A government's primary duty of is to levy taxes and spend the revenue so generated through taxes in such a way as to coax every individual of the state to perform economic activity in the same direction, as decided by the government. The multiplying fact of the economic activity performed by the government as well every individual is the all-around development of the state.

How much development takes place in a particular time frame can be gauged by a comparative study of the progress made by various states. True, the volume of money spent on development projects increases with the passage of time. The inflation factor and the increase or decrease in the monetary value have to be taken into account for ascertaining the actual comparison of development.

Engine of development

Historically speaking, agriculture was the engine of development in Punjab during the 1970s. It was during this period that Punjab became a major player in making India self-sufficient in foodgrains; thereafter, industry became the driving force for development. Being enterprising, Punjabis installed industry in Punjab, though its raw material is not available in the state.

Punjab based its industrial growth during the 1980s on the import of raw material from other states, followed by value addition and re-export. So, there is the hosiery industry, but we don't have our own wool; there is the sports industry, but willow is imported from Jammu and Kashmir. The rubber industry imports raw rubber from Kerala, while the biggest steel mandi of Asia is at Mandi Gobindgarh, but Punjab doesn't have iron ore.

Industrial growth

It was the era of subsidisation during the 1980s, which saw industrial growth in Punjab. Punjab was a 'surplus' state up to the 1980s. Thereafter, stagnation in growth came in agriculture as well as industry because the policy of subsidisation fizzled out. As engines of growth, agricultural and industrial sectors slowed down. The 10 years of militancy added fuel to the fire as far as retardation of growth in Punjab was concerned.

With the advancement in technology and availability of uncultivated land, states such as Gujarat, Madhya Pradesh, Chhattisgarh and Bihar have greater agricultural growth in comparison to Punjab. States having raw material encouraged the respective industry in their states. Thus, Punjab landed in a disadvantageous situation. Punjab, which grew 9-10% during the 1970s and 1980s, has come down to 4-5% of the GSDP (gross state domestic product), whereas states such as Madhya Pradesh, Chhattisgarh and Bihar, which earlier grew at 3-4%, have started growing at 10-12% of the GSDP.

Key questions

How can the fiscal health of Punjab be improved? What should be the engine of growth? India's GDP (gross domestic product) was 4% in 1999 when Atal Bihari Vajpayee became the Prime Minister. In 2004, India's GDP was 8.5% when the National Democratic Alliance's (NDA) tenure came to an end. The reason behind the pink health of the economy in 2004 was that the Vajpayee government adopted infrastructure as the engine of growth.

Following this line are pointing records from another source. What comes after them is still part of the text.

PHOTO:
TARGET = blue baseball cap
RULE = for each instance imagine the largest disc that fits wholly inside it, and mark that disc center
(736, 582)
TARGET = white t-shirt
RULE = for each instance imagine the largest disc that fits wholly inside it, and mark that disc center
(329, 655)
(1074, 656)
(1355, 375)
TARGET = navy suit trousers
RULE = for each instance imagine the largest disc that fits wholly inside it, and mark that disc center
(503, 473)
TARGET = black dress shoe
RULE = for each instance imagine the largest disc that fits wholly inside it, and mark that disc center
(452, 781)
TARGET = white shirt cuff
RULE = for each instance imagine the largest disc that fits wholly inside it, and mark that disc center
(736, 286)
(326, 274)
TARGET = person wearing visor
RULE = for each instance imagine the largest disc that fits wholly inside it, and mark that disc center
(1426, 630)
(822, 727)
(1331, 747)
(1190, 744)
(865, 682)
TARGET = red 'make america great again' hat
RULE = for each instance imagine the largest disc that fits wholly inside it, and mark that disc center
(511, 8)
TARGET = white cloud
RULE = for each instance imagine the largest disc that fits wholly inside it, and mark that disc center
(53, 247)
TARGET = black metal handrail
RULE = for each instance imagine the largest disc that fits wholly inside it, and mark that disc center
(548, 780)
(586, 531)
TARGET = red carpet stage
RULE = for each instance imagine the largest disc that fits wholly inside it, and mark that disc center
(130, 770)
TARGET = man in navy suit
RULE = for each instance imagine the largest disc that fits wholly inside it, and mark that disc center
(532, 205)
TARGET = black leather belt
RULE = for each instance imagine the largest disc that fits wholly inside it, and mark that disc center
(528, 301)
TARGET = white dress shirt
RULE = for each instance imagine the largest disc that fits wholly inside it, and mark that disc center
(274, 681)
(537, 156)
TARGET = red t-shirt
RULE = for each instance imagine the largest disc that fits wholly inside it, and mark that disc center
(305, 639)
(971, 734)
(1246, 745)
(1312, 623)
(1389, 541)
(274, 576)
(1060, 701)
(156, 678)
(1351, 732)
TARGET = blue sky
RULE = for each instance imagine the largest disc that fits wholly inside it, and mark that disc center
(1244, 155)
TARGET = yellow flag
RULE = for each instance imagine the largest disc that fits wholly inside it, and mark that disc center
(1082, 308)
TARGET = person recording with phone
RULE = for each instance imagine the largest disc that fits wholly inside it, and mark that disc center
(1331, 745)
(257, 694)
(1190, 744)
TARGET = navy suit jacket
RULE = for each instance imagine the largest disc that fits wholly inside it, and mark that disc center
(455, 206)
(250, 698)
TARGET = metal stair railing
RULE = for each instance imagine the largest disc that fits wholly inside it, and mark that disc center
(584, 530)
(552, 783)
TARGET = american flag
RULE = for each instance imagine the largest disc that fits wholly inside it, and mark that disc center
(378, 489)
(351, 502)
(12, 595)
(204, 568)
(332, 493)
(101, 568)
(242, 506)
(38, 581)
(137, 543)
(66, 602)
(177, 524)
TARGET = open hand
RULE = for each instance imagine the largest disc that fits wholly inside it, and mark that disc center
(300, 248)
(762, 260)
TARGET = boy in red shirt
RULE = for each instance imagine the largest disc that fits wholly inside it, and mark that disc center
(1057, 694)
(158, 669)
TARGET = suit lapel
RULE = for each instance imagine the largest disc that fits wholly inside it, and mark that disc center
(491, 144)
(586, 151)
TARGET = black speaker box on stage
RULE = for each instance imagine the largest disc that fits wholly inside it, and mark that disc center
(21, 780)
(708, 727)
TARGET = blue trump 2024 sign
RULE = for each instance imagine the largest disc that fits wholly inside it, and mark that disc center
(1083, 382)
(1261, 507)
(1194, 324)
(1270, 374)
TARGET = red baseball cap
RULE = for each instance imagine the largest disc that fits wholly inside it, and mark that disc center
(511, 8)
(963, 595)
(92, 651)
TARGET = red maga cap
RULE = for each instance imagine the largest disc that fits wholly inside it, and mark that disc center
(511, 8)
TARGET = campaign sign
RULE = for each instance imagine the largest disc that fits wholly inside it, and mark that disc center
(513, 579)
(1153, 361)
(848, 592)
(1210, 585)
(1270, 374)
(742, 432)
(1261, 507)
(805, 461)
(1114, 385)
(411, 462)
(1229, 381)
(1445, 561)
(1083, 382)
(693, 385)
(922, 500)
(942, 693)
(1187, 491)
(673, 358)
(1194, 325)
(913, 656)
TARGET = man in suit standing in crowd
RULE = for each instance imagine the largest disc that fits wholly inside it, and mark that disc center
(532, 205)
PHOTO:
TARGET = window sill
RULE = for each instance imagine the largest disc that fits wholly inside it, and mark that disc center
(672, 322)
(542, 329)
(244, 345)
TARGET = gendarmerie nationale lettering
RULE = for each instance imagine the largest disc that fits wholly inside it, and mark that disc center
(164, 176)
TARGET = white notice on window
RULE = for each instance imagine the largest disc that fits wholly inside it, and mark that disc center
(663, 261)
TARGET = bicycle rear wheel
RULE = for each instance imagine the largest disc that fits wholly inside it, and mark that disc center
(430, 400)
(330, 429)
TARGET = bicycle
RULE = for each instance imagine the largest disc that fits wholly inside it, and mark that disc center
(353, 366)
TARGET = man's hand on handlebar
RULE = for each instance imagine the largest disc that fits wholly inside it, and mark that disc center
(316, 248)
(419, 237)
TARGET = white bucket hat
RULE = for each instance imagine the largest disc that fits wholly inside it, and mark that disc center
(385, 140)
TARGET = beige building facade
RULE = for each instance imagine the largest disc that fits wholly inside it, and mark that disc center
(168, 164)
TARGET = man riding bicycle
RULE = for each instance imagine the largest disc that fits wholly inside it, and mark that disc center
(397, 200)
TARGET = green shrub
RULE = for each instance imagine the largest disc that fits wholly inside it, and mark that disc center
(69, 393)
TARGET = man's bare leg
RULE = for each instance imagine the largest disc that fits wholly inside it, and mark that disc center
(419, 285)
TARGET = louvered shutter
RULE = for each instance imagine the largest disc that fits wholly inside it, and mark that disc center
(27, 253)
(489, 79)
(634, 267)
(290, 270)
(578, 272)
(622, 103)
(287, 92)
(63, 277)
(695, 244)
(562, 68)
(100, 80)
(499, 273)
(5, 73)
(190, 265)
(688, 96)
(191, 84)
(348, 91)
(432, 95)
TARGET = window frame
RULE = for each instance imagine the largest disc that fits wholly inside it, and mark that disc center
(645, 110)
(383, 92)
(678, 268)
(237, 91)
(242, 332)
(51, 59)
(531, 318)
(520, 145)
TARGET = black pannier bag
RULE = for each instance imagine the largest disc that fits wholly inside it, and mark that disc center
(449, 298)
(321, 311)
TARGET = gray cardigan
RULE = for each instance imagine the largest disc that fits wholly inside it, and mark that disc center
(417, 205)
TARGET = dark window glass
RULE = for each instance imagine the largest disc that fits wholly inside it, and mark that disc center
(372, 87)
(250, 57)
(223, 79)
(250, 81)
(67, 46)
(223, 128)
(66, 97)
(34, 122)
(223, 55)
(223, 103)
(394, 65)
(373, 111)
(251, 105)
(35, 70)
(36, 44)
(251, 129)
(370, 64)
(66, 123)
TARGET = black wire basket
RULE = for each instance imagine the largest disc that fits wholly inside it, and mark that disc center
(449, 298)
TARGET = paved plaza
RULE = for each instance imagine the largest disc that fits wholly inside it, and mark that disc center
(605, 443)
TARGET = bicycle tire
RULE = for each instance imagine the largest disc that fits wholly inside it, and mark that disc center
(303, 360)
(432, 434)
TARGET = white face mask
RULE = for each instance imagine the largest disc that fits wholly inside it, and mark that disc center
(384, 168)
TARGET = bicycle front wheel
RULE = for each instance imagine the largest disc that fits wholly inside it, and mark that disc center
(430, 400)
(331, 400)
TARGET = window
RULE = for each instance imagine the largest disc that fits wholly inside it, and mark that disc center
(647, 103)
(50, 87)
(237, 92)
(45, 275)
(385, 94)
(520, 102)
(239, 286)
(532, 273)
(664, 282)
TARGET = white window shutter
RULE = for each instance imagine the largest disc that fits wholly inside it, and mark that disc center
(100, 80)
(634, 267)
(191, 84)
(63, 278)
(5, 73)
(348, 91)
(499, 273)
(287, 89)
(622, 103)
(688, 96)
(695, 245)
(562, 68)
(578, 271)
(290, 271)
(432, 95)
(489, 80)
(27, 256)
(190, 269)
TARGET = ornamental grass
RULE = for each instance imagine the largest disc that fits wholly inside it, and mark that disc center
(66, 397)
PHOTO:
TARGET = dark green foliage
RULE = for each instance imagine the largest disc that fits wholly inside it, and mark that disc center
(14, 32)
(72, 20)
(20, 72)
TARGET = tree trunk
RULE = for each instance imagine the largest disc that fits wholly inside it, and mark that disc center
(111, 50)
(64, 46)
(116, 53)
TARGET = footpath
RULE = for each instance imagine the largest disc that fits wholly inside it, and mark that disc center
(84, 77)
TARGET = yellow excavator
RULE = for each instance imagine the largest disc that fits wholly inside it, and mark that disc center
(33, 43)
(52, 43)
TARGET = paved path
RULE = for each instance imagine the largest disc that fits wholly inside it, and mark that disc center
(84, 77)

The Akali-BJP government has taken certain steps to build infrastructure, but not as an engine of growth. During the Vajpayee regime, there was a debate on whether foreign contractors should be allowed to build infrastructure of international standards, which could drain out money from the country. Ultimately, it was decided to boost Indian contractors to build infrastructure as per international specifications. Indian contractors were encouraged to import machinery and technology by providing mobilisation advance. Something similar has to be done in Punjab to make infrastructure the engine of growth by lessening the tax burden and making building material cheaper.

Crop diversification

Besides this, Punjab, being an agrarian state, has to push for crop diversification. After getting soil testing done to know the potential of land suitable for a particular crop, farmers should be encouraged to grow that crop by making the support price more remunerative as compared to wheat and paddy. The central government's support is needed in this regard.

Debt is good for the state's development, provided it is taken for building capital assets. If it is taken to service previous debts, it is bad economics.

A holistic view is needed to take stock of the economy's plight. Corrective measures have to be taken immediately, lest it is too late.